The purpose of this legal action is to challenge the acceleration of the $1.2 billion Term Loan B (TLB) and to disqualify Redwood.
Byju’s claims that Redwood, in violation of TLB terms, acquired a significant portion of the loan while primarily engaging in distressed debt trading. Byju’s has been compelled to take these measures due to a series of predatory tactics employed by the lenders, led by Redwood.

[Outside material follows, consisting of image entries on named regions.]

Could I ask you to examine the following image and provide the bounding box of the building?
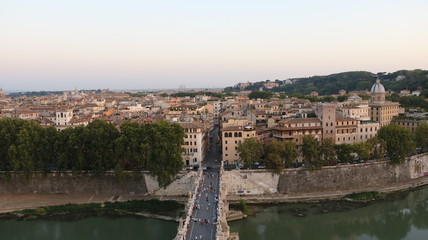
[179,121,208,166]
[392,116,428,133]
[263,82,279,89]
[369,79,400,127]
[221,125,256,164]
[342,105,370,121]
[315,103,336,140]
[54,109,73,126]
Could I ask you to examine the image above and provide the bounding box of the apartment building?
[369,79,400,127]
[221,125,257,164]
[179,121,208,166]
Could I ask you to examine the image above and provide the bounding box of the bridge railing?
[215,161,230,240]
[174,163,203,240]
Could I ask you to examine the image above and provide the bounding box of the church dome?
[370,79,385,93]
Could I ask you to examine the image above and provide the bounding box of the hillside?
[225,70,428,95]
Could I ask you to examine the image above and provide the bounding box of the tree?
[236,138,263,165]
[282,141,297,168]
[321,138,336,165]
[265,140,284,173]
[302,135,322,169]
[265,140,297,172]
[85,120,119,176]
[415,123,428,151]
[378,124,414,164]
[143,121,184,187]
[115,122,144,171]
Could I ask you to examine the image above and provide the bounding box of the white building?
[179,121,207,166]
[53,109,73,125]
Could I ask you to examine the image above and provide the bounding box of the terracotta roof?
[279,118,321,123]
[178,121,204,129]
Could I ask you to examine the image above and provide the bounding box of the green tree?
[415,123,428,151]
[378,124,414,164]
[236,138,263,168]
[265,140,284,173]
[282,141,297,168]
[143,121,184,187]
[302,135,322,169]
[115,122,144,171]
[85,120,119,176]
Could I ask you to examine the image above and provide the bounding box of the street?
[187,126,221,240]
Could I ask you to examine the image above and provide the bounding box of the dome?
[370,79,385,93]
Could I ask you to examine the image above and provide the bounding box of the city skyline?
[0,0,428,91]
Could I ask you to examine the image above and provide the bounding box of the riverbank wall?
[0,171,197,197]
[222,153,428,203]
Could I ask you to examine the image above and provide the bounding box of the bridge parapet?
[174,166,203,240]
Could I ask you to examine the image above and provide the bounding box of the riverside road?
[187,126,221,240]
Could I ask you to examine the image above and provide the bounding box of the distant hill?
[225,69,428,95]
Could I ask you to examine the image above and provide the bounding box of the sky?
[0,0,428,91]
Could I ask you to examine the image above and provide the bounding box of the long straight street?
[187,126,221,240]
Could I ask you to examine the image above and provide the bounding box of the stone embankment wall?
[0,171,197,196]
[223,153,428,197]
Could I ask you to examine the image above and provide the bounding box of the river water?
[0,217,178,240]
[229,187,428,240]
[0,187,428,240]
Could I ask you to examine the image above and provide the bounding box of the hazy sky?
[0,0,428,90]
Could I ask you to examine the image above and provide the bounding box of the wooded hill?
[229,69,428,95]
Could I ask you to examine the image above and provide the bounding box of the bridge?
[174,127,237,240]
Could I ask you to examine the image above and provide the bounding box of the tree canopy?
[378,124,414,164]
[0,118,184,187]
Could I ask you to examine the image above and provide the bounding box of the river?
[229,187,428,240]
[0,217,178,240]
[0,187,428,240]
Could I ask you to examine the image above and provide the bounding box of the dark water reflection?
[0,217,177,240]
[229,187,428,240]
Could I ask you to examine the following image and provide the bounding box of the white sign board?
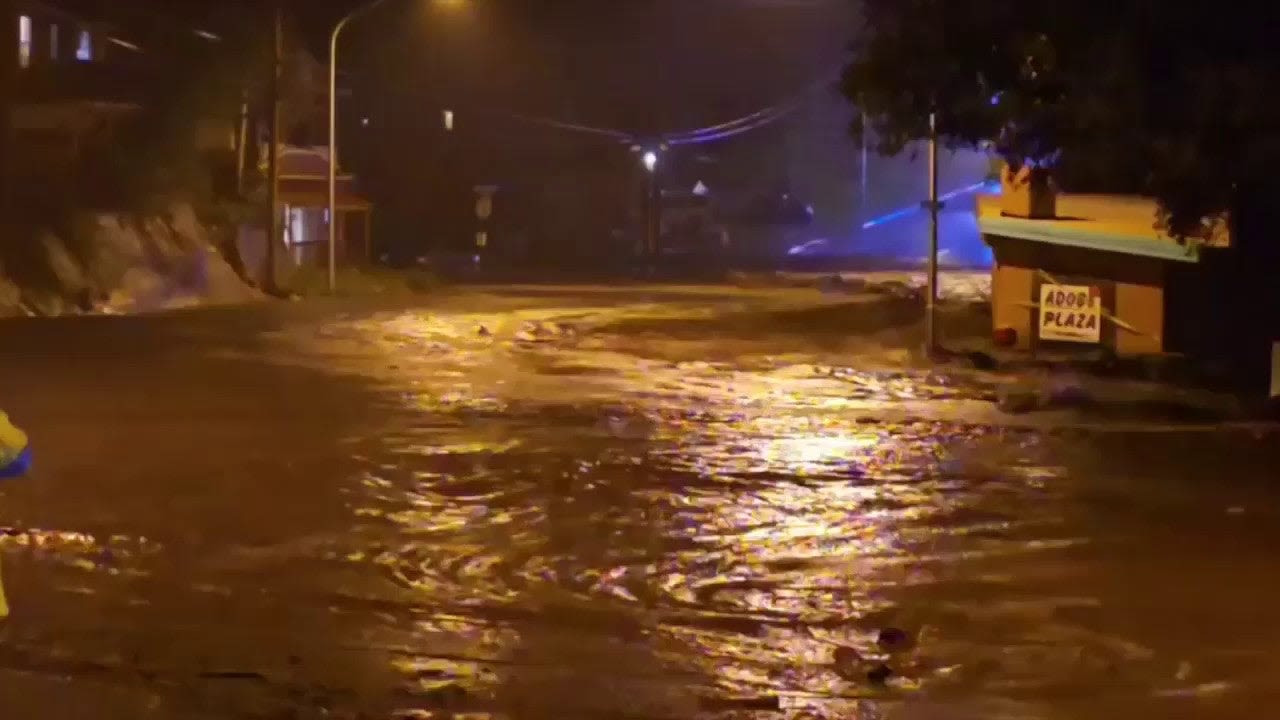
[1039,284,1102,343]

Byju’s stated that on March 3, 2023, the TLB lenders wrongfully accelerated the TLB, alleging certain non-monetary and technical defaults. The company expressed that following this unjust acceleration, the TLB lenders undertook unwarranted enforcement actions, such as seizing control of Byju’s Alpha and appointing their own management. Additionally, the TLB lenders, through their agent GLAS Trust Company, initiated litigation in Delaware to validate these actions.”
During the Delaware proceedings, Byju’s revealed that the TLB lenders made an unsuccessful attempt to deprive the company of its contractual right to “disqualify” lenders primarily involved in opportunistic trades. Byju’s stated that the Delaware court rejected this attempt, ruling that the TLB lenders failed to demonstrate irreparable harm or a balance of harms necessary to support a provision restraining Byju’s contractual right.
However, Byju’s claimed that the TLB lenders continued to behave in a high-handed manner. They issued a notice demanding immediate payment of the entire TLB amount, despite being aware that the acceleration was being challenged in court. Furthermore, the TLB lenders’ agent refused to disclose the identities of the TLB lenders to Byju’s, a right that Byju’s is entitled to under the TLB. Additionally, the TLB lenders consistently undertook actions to tarnish Byju’s reputation.
At the same time, the company said that the Redwood – a lender known to primarily trade in distressed debt – consistently increased its exposure by acquiring a sizeable stake in the TLB with the intent of making windfall gains.
“In the wake of all these actions, Byju’s was left with no option but to commence proceedings in New York – the contractually agreed forum – challenging the acceleration,” said the company. Along with this, Byju’s has also issued a notice to the Redwood entities disqualifying them. Once such disqualification takes effect, Redwood would be restrained from exercising critical rights under the TLB. Byju’s said it had so far demonstrated remarkable restraint by refraining from utilising the disqualification clause, instead striving for months to achieve an amicable resolution with the hawkish trader-lenders.